Nine years into their existence, and three years on from their previous release, Neither Man Nor Beast, come Australia’s very own Yanomamo, and if you don’t already know them, they make a rugged sounding sludge metal, which needs to be heard to be believed.
Taking their name from an Amazonian tribe, known for endocannibalism which, for those unaware, is the ancient ritual of consuming the flesh of a deceased family member and Yanomamo‘s sound is as equally intense as the ritual itself. It’s brutal, and this EP capitalises on that primal nature, and further expands their sound into new territory, which is self-evident on their new release No Sympathy For A Rat.
I must admit, until recently I had never heard of Yanomamo (the band or the ritual), so had no awareness of what to expect, but I was ready for a challenge.

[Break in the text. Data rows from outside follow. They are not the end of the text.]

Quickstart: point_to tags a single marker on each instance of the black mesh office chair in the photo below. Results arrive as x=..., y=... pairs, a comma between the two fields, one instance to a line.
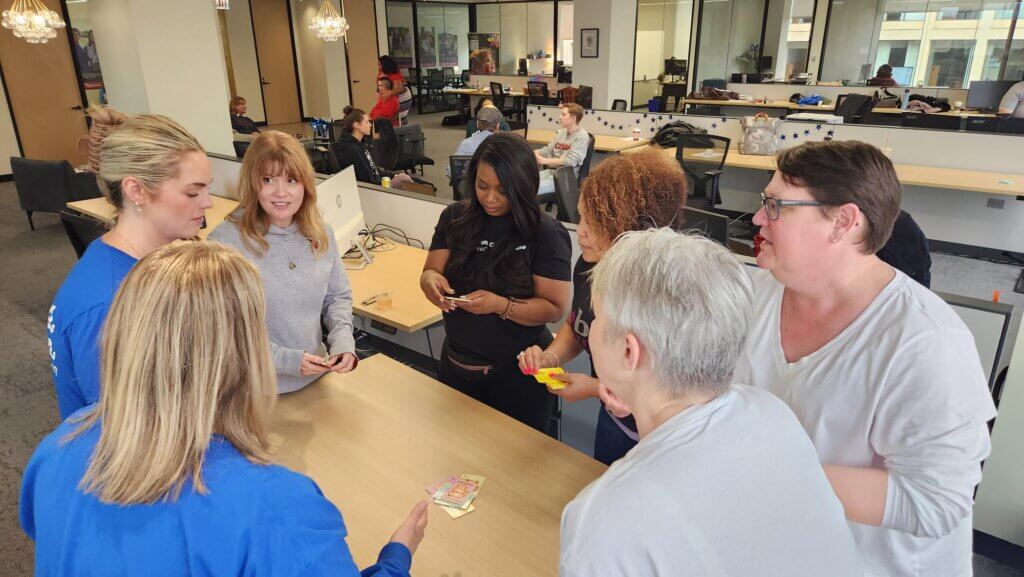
x=43, y=186
x=81, y=231
x=567, y=195
x=412, y=145
x=701, y=157
x=853, y=108
x=498, y=97
x=457, y=169
x=674, y=92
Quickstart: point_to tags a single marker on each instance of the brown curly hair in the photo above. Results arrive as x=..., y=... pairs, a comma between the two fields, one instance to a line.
x=633, y=193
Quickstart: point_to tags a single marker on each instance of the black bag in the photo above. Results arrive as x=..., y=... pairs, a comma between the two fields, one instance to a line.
x=668, y=134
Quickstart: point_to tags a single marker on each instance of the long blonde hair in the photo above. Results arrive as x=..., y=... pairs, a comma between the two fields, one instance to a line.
x=184, y=356
x=148, y=147
x=276, y=153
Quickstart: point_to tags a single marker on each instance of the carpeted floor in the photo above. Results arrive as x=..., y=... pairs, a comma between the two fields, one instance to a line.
x=34, y=263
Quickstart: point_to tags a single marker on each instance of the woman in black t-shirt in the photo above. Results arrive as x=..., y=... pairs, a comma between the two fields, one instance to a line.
x=507, y=265
x=624, y=193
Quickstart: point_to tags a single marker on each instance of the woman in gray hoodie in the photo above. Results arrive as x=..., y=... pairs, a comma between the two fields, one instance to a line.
x=279, y=228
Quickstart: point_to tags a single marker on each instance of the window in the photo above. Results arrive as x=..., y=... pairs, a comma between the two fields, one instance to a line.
x=944, y=43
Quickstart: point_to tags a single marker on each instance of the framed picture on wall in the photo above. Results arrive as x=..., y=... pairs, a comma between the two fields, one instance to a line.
x=589, y=43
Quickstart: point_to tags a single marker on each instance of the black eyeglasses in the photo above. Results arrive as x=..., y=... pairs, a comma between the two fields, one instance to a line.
x=773, y=205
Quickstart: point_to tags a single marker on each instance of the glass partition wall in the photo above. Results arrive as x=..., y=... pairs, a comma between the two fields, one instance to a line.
x=944, y=43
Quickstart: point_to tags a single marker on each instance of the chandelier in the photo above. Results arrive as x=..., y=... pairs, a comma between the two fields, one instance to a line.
x=32, y=21
x=328, y=24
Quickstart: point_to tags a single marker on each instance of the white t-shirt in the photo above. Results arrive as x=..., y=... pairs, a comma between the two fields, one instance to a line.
x=732, y=487
x=1013, y=100
x=900, y=388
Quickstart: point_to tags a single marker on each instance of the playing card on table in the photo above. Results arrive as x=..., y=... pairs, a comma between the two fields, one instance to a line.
x=544, y=377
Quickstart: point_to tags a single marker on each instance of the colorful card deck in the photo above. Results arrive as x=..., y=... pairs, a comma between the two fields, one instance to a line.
x=544, y=377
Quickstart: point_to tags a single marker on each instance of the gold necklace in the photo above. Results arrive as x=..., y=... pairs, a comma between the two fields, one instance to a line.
x=138, y=253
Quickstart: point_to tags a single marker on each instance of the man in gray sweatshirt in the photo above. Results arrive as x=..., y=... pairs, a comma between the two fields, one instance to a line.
x=567, y=149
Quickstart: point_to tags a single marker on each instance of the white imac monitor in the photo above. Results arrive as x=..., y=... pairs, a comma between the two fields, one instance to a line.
x=338, y=199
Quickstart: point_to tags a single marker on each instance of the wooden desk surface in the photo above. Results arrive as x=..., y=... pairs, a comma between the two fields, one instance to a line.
x=102, y=210
x=602, y=142
x=909, y=174
x=397, y=272
x=375, y=438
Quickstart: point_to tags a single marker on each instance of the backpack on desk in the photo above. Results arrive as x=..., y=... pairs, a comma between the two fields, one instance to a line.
x=759, y=134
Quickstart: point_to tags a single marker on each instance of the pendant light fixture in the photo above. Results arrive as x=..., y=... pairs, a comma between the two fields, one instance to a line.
x=328, y=24
x=32, y=21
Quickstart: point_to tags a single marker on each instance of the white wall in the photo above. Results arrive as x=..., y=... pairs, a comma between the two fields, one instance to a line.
x=609, y=74
x=8, y=140
x=242, y=42
x=151, y=67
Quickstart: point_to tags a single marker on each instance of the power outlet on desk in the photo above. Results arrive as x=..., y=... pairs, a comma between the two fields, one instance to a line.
x=388, y=329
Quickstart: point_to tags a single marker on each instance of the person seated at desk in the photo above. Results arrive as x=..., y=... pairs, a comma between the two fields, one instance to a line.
x=483, y=104
x=882, y=373
x=884, y=77
x=170, y=471
x=627, y=193
x=488, y=122
x=352, y=150
x=387, y=104
x=1013, y=101
x=240, y=122
x=157, y=175
x=724, y=480
x=507, y=265
x=567, y=149
x=279, y=228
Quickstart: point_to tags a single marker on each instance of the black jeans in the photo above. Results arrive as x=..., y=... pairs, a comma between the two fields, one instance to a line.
x=501, y=386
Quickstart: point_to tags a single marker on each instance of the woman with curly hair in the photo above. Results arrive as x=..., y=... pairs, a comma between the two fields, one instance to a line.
x=625, y=193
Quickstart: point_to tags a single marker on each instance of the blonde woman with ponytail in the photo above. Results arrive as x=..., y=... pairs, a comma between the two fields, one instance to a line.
x=280, y=230
x=158, y=176
x=168, y=474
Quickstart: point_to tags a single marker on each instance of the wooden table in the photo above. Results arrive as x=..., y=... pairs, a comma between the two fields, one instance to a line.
x=909, y=174
x=101, y=209
x=375, y=438
x=397, y=272
x=602, y=142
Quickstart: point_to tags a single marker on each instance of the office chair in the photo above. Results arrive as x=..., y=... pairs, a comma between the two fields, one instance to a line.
x=853, y=108
x=412, y=145
x=457, y=169
x=43, y=186
x=81, y=231
x=567, y=195
x=702, y=157
x=923, y=120
x=498, y=97
x=675, y=91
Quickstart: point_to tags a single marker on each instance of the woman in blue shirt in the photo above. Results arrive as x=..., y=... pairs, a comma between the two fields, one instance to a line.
x=167, y=474
x=158, y=176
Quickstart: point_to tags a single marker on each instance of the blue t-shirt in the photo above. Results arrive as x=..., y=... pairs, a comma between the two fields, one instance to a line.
x=75, y=320
x=254, y=520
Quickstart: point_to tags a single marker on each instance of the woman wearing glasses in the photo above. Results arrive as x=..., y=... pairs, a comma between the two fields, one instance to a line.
x=884, y=376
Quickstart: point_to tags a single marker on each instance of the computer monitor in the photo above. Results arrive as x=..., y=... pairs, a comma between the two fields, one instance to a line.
x=903, y=76
x=711, y=224
x=338, y=199
x=985, y=94
x=675, y=67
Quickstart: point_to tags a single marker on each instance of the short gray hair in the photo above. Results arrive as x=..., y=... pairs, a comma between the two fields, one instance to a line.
x=686, y=298
x=488, y=119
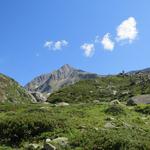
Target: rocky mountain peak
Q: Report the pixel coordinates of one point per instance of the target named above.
(66, 68)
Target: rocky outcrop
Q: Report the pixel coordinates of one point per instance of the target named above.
(141, 99)
(39, 96)
(51, 82)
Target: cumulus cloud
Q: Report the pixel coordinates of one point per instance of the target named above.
(58, 45)
(48, 44)
(107, 43)
(127, 30)
(88, 49)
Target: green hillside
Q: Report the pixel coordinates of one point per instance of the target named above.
(107, 88)
(85, 126)
(11, 91)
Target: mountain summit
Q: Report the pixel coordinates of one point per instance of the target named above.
(66, 75)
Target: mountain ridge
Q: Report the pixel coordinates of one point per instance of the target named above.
(65, 75)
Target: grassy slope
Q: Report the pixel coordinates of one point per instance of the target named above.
(103, 89)
(83, 124)
(11, 91)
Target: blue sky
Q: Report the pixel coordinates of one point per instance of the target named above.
(39, 36)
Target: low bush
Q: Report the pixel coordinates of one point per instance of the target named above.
(115, 109)
(145, 109)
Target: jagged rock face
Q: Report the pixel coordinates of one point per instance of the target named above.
(39, 96)
(51, 82)
(11, 91)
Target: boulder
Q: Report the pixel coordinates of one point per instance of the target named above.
(141, 99)
(96, 101)
(39, 96)
(49, 146)
(109, 125)
(115, 102)
(33, 146)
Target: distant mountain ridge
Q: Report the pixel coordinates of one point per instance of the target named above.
(66, 75)
(145, 71)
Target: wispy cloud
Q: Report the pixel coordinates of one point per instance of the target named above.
(127, 30)
(56, 45)
(88, 49)
(107, 43)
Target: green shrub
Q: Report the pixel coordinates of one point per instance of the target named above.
(119, 139)
(145, 109)
(115, 109)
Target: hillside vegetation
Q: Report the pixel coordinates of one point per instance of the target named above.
(86, 126)
(11, 91)
(103, 89)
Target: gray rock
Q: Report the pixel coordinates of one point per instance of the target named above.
(66, 75)
(39, 96)
(62, 104)
(141, 99)
(49, 146)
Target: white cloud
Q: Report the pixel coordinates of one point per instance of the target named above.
(48, 44)
(58, 45)
(88, 49)
(127, 30)
(37, 54)
(107, 42)
(97, 39)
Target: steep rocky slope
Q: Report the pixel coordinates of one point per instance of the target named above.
(51, 82)
(11, 91)
(103, 89)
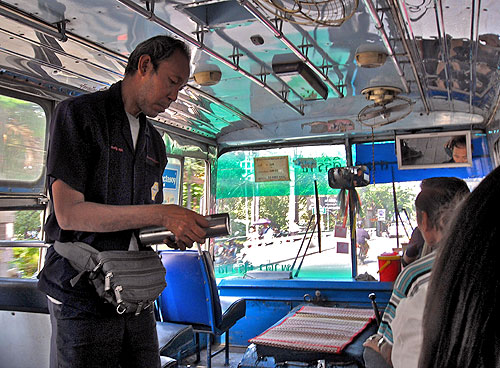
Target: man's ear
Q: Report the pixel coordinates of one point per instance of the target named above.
(143, 64)
(424, 219)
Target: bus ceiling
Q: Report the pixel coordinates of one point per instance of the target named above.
(261, 74)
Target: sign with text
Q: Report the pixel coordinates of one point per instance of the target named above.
(381, 214)
(171, 183)
(271, 169)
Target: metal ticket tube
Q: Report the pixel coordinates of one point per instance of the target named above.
(218, 225)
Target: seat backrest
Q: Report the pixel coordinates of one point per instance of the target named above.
(191, 295)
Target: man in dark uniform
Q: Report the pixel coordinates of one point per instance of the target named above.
(105, 166)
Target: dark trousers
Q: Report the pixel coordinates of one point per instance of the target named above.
(85, 340)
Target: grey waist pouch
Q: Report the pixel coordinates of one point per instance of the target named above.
(130, 280)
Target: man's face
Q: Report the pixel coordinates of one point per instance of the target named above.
(460, 154)
(158, 89)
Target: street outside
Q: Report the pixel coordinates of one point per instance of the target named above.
(278, 254)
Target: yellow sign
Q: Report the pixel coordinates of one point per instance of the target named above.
(271, 169)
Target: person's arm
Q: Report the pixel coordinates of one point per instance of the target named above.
(74, 213)
(378, 344)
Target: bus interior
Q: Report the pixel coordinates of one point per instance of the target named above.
(287, 102)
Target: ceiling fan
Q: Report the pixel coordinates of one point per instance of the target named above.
(387, 106)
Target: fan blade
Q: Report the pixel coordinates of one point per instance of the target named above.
(371, 114)
(400, 107)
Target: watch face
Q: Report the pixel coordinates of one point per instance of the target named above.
(381, 342)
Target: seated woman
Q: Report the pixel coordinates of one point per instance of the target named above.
(399, 337)
(461, 323)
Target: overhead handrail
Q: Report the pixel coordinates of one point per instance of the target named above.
(399, 24)
(279, 35)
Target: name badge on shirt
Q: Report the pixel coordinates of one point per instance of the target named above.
(154, 190)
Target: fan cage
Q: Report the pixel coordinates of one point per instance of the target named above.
(395, 105)
(325, 13)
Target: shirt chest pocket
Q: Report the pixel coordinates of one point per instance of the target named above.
(153, 177)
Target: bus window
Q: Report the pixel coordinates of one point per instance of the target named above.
(270, 214)
(22, 132)
(193, 186)
(23, 227)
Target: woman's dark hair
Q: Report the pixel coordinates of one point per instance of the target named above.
(461, 318)
(438, 195)
(159, 48)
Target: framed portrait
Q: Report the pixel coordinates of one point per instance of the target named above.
(434, 150)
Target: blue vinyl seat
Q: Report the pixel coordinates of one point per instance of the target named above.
(191, 297)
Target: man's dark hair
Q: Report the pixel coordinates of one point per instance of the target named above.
(438, 195)
(159, 48)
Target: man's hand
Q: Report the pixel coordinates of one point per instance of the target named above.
(187, 226)
(377, 343)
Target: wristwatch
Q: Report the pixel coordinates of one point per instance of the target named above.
(380, 343)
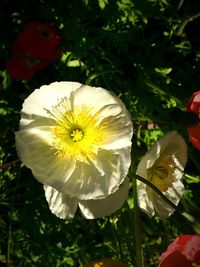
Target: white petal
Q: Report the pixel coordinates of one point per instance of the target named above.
(34, 149)
(99, 208)
(119, 133)
(60, 205)
(45, 97)
(171, 144)
(144, 200)
(98, 180)
(96, 98)
(174, 193)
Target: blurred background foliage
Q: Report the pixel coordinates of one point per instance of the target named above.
(148, 53)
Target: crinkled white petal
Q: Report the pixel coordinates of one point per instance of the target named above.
(119, 132)
(144, 200)
(103, 207)
(100, 178)
(174, 193)
(172, 143)
(34, 149)
(150, 201)
(98, 99)
(85, 176)
(43, 99)
(60, 204)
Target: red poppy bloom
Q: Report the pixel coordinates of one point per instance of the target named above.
(39, 41)
(184, 251)
(34, 49)
(194, 106)
(106, 263)
(23, 68)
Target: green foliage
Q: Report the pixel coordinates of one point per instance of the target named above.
(148, 53)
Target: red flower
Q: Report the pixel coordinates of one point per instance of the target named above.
(34, 49)
(194, 103)
(184, 251)
(23, 68)
(106, 263)
(194, 132)
(39, 41)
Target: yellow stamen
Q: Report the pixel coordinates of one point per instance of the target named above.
(77, 133)
(162, 174)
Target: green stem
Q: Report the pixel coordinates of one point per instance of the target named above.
(145, 181)
(137, 229)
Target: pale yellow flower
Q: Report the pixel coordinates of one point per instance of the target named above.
(76, 139)
(163, 166)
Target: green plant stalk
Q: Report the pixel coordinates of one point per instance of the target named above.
(137, 229)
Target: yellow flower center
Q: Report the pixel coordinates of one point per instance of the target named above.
(77, 132)
(161, 174)
(76, 135)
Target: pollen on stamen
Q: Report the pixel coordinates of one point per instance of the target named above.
(77, 132)
(77, 135)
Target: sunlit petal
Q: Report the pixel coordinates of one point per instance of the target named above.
(103, 207)
(60, 204)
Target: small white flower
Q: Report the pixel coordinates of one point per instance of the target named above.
(76, 139)
(163, 166)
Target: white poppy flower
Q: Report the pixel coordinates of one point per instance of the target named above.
(65, 207)
(76, 139)
(163, 166)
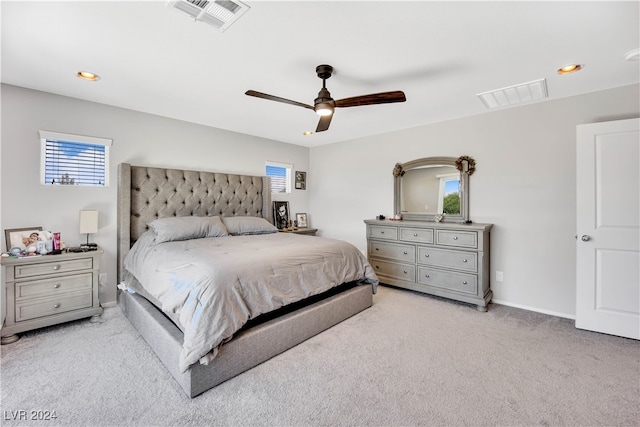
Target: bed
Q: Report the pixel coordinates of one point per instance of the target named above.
(207, 322)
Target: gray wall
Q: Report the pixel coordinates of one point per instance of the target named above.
(525, 184)
(138, 138)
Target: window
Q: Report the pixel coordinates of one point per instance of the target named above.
(280, 175)
(74, 160)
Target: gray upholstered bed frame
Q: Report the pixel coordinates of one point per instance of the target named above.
(145, 194)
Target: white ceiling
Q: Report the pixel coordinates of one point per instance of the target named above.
(441, 54)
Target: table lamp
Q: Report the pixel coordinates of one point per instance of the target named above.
(89, 225)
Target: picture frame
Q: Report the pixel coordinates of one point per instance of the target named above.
(20, 237)
(301, 220)
(301, 180)
(281, 214)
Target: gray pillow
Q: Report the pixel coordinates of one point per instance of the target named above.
(247, 225)
(177, 228)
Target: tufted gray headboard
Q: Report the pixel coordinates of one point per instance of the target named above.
(145, 194)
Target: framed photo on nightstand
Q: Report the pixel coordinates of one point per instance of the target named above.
(281, 214)
(22, 237)
(301, 219)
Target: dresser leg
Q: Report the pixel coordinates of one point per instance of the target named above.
(9, 339)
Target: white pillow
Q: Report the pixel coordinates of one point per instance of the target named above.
(178, 228)
(247, 225)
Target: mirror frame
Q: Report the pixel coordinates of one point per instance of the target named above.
(465, 164)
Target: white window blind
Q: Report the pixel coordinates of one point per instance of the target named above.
(280, 175)
(74, 160)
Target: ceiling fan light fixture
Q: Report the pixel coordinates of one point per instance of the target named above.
(324, 110)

And boy was I rewarded.
With a running length of just twenty three minutes you get a lot of bang for your buck with this four tracker as there’s elements of Black Sabbath but also a hint of Corrosion Of Conformity or High On Fire, that’s especially evident on the title track, No Sympathy For A Rat, where crushing heaviness collides with psychedelic groove. If you were to take the vocals of Glen Benton from heavyweights Deicide, and slot them into some classic Black Sabbath, or even an early incarnation of Clutch, then Yanomamo is the result. It’s abrasive and aggressive in equal amounts.
It’s hard to not draw comparison with Black Sabbath, but that surely can only be a good thing, it’s a good vintage to draw such a level with, and the Sabs will always be the benchmark that all heavier bands strive for, with the iconic Iommi, Butler, Ward, and Osbourne sound, even if Ozzy’s vocal has been replaced with something far more visceral here.
It’s abrasive and aggressive in equal amounts…
A mention also has to be given to Jack Thomas, his fast paced, powerhouse drumming is at times breakneck, providing a formidable backdrop for the other three members to hook into and work with. Add in to the mix Clarence Wandren Albatross on bass, as heavy as a ten ton hammer, Jason Higson on guitars, providing ample riffage throughout it then falls to Scott Tabone to lash out waves of guttural vocal matching the primal aggression of his backline.
Throughout the four tracks on offer, it becomes apparent that Yanomamo are taking no prisoners, It’s a blistering release, and there is never a lull in momentum from start to finish. It’s like having someone pull you face first into an oncoming juggernaut of sound, without stopping for a break.
At no point does this feeling stop, and in particular, on The Offering, the energy coming through the speakers is insane, the blast beats are intense, and the vocal growls are somewhat reminiscent of imagining what the bowels of hell must sound like.
This is not music for the faint hearted, and for maximum impact needs to be played at ear shattering levels to fully immerse yourself into the crazy world of Yanomamo.